浦和が日本サッカー界の歴史に新たな1ページを刻んだ。この日は3位決定戦でアフリカ王者エトワール・サヘル(チュニジア)と激突。2失点を喫しながらも、助っ人ワシントンの2ゴールでPK戦に持ち込み、なんとか4-2で競り勝った。
日本のクラブはおろかアジア初となる世界3位に輝いた浦和。今シリーズの有終の美を飾ったが、クラブの未来は決して明るいものとは言えない。今大会3ゴールでチームを世界3位に導いたワシントンがこの大会を最後にフルミネンセ(ブラジル)に移籍。さらには退団が決まっているネネや長谷部誠の伊シエナ移籍も浮上しているだけに、大きな戦力ダウンが見込まれるからだ。

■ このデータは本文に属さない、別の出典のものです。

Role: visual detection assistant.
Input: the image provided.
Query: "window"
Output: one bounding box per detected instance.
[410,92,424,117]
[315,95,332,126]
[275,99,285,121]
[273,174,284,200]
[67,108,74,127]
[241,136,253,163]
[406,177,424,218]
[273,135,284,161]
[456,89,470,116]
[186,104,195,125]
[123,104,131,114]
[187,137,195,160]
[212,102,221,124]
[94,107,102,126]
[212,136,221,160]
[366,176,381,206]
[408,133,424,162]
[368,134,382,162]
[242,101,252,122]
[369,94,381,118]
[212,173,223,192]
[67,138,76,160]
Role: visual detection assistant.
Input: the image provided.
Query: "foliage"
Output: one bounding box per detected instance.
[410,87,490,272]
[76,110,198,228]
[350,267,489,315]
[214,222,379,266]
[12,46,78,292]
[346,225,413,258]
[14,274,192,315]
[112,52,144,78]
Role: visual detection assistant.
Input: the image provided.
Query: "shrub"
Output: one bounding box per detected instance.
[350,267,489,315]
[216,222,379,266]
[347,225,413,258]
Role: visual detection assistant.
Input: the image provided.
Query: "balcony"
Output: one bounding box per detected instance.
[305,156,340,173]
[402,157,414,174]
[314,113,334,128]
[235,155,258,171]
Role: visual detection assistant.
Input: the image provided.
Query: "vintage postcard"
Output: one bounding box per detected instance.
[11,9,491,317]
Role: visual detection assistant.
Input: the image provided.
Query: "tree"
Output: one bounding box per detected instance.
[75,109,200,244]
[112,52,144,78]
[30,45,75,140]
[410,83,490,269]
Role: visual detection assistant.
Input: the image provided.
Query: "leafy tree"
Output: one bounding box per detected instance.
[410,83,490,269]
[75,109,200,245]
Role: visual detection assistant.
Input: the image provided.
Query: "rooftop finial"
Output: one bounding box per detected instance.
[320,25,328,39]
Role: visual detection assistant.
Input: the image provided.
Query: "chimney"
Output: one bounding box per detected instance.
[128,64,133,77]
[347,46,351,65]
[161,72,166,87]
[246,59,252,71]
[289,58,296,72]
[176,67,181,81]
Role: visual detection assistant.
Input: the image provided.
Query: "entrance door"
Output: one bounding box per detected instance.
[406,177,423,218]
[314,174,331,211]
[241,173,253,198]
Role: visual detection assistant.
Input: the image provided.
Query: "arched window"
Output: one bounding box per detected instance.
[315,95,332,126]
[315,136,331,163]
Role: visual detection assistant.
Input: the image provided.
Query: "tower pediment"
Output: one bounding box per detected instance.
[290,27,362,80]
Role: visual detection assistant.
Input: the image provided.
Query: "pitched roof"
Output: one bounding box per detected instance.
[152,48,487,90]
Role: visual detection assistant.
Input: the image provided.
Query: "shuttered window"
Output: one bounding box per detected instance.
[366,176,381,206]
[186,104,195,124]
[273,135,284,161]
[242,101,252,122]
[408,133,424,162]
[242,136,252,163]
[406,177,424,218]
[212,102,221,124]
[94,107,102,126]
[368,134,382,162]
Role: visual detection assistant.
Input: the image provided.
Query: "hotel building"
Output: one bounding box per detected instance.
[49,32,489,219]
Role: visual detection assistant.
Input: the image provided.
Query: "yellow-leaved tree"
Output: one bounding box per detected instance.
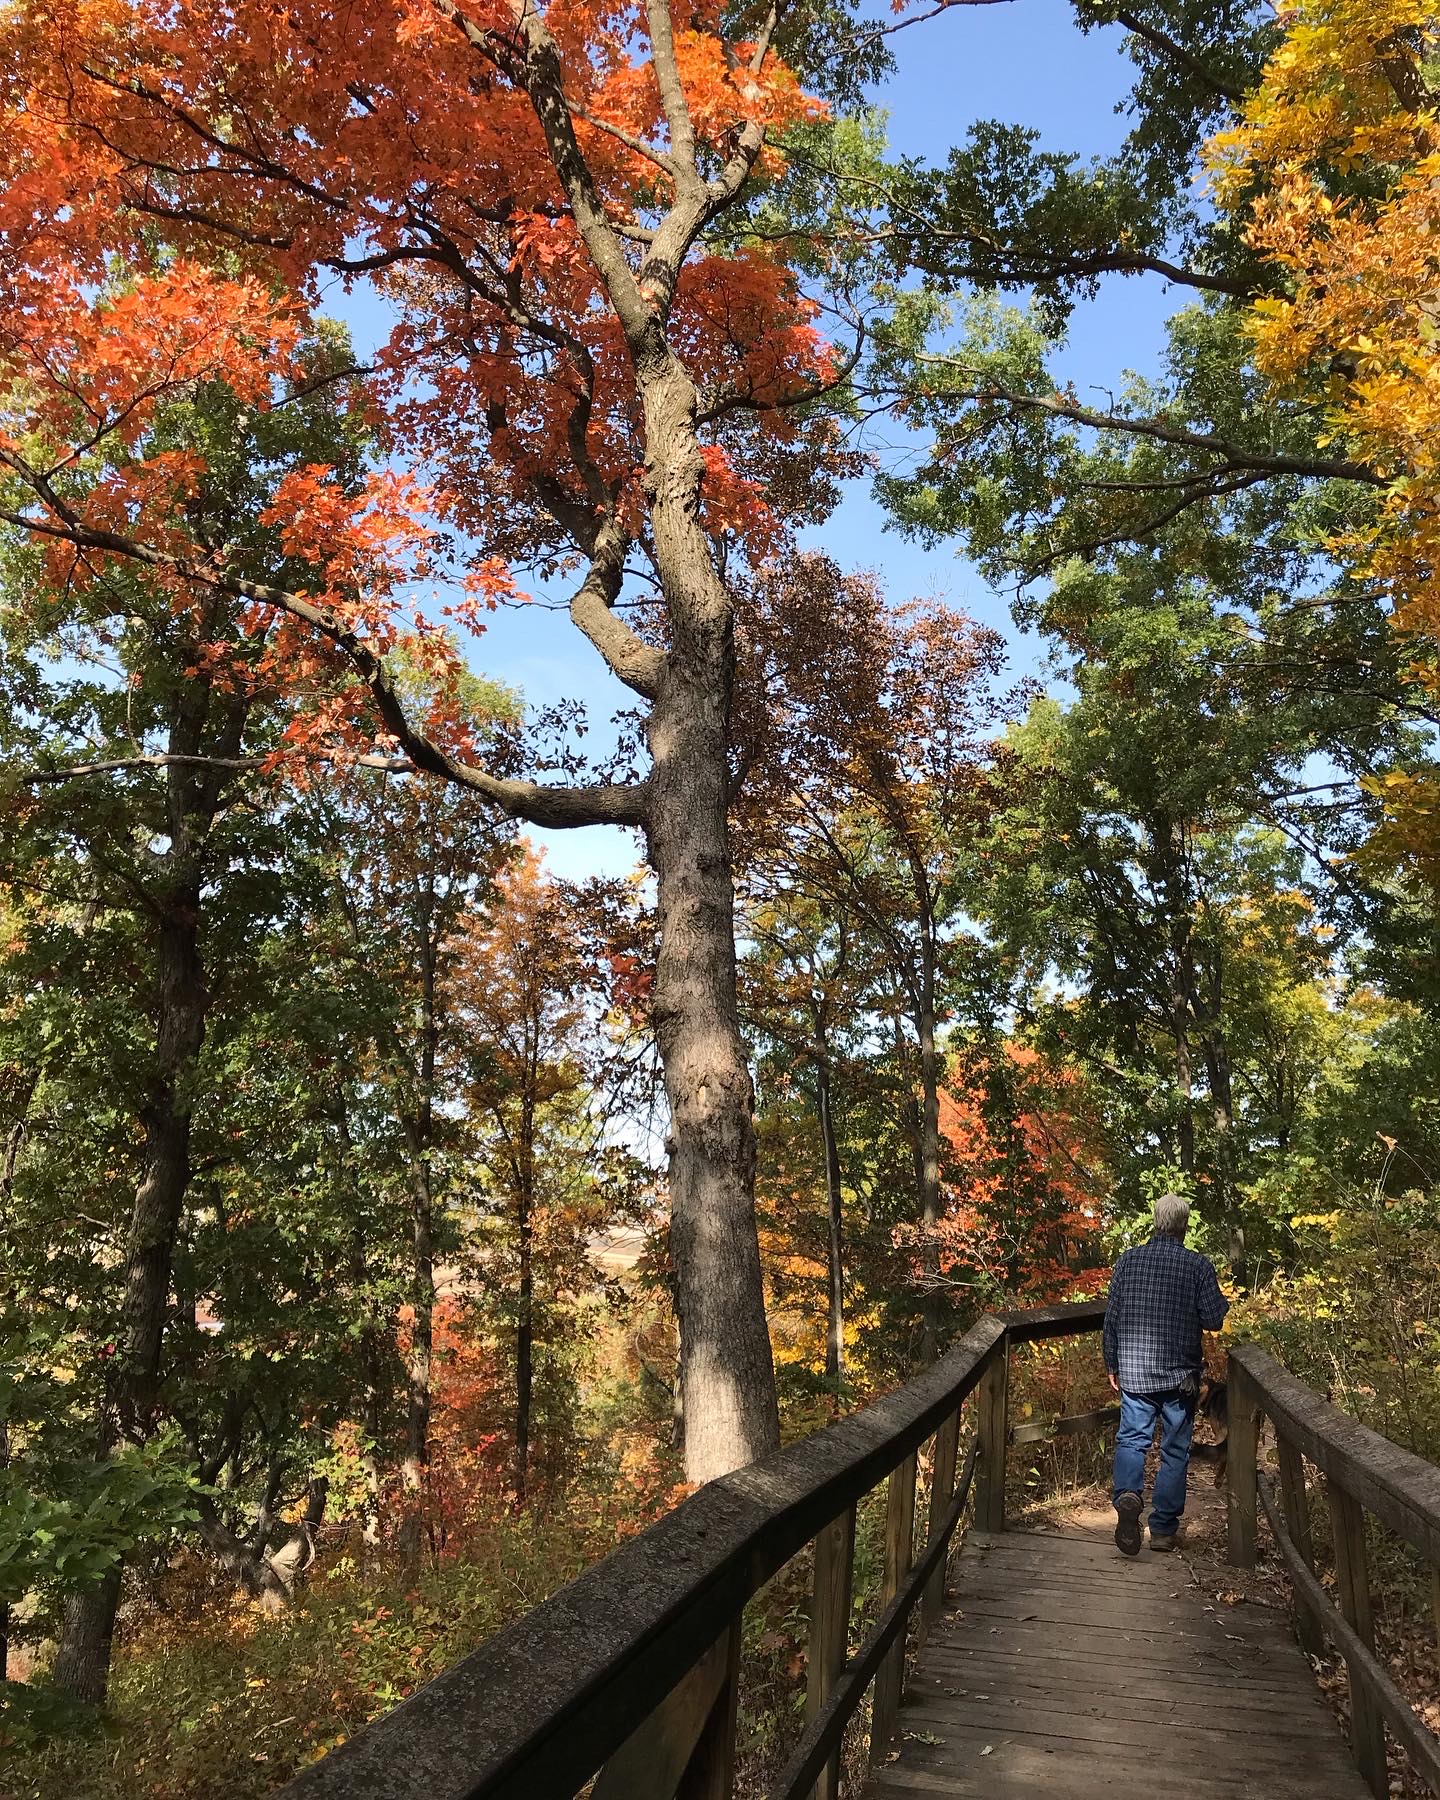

決してウカウカしていられない台所事情だが、もちろん今オフに大型補強する意向。新潟との契約が切れるエジミウソンや大分の梅崎司の獲得に動くとされ、さらには三都主アレサンドロの復帰もウワサされている。しかし、来期の補強者リストはそれだけではない。クラブ関係者が言う。
「今大会で世界3位になったことで、うちの選手の価値は確実に上がった。もちろん(鈴木)啓太みたいに海外志向のある選手はオフに動きがあるかもしれないし、それを見据えて補強していかなければいけないと思う。ただ、補強するのは選手だけに限ったことではありませんけどね」
いったい選手以外の補強とはどういうことなのか。前出の関係者が続ける。「実際のところオジェック体制ではワシントンが監督とモメて退団することになりました。来年もう一度世界一を目指してワールドクラスの選手を補強するなら、チームに順応するために外国人選手のケアが重要。その点から海外クラブのように監督とは別に外部からアドバイザー的なポストを置くことを考えても良い。例えば海外経験豊富なヒデとか適任なんだけどね」
なんと、このほどFIFAの親善大使に就任した元日本代表の中田英寿氏に白羽の矢が立ったというのだ。とはいえ、現在「自分探しの旅」に出ている自称フリーターの中田氏は来年について「旅は続けるけど、サッカーに関わっていきたい」としている。あくまで監督業には「教えるのに興味はない」としているだけに考えにくいが、アドバイザーなら話は別。日本サッカー界に戻ってくることだってなきにしもあらずといえる。
激戦のWCWで世界3位になり、日本サッカー界に大きな功績を残した浦和。日本が誇るビッグクラブ「ウィー・アー・レッズ」の飛躍に今後も期待がかかる。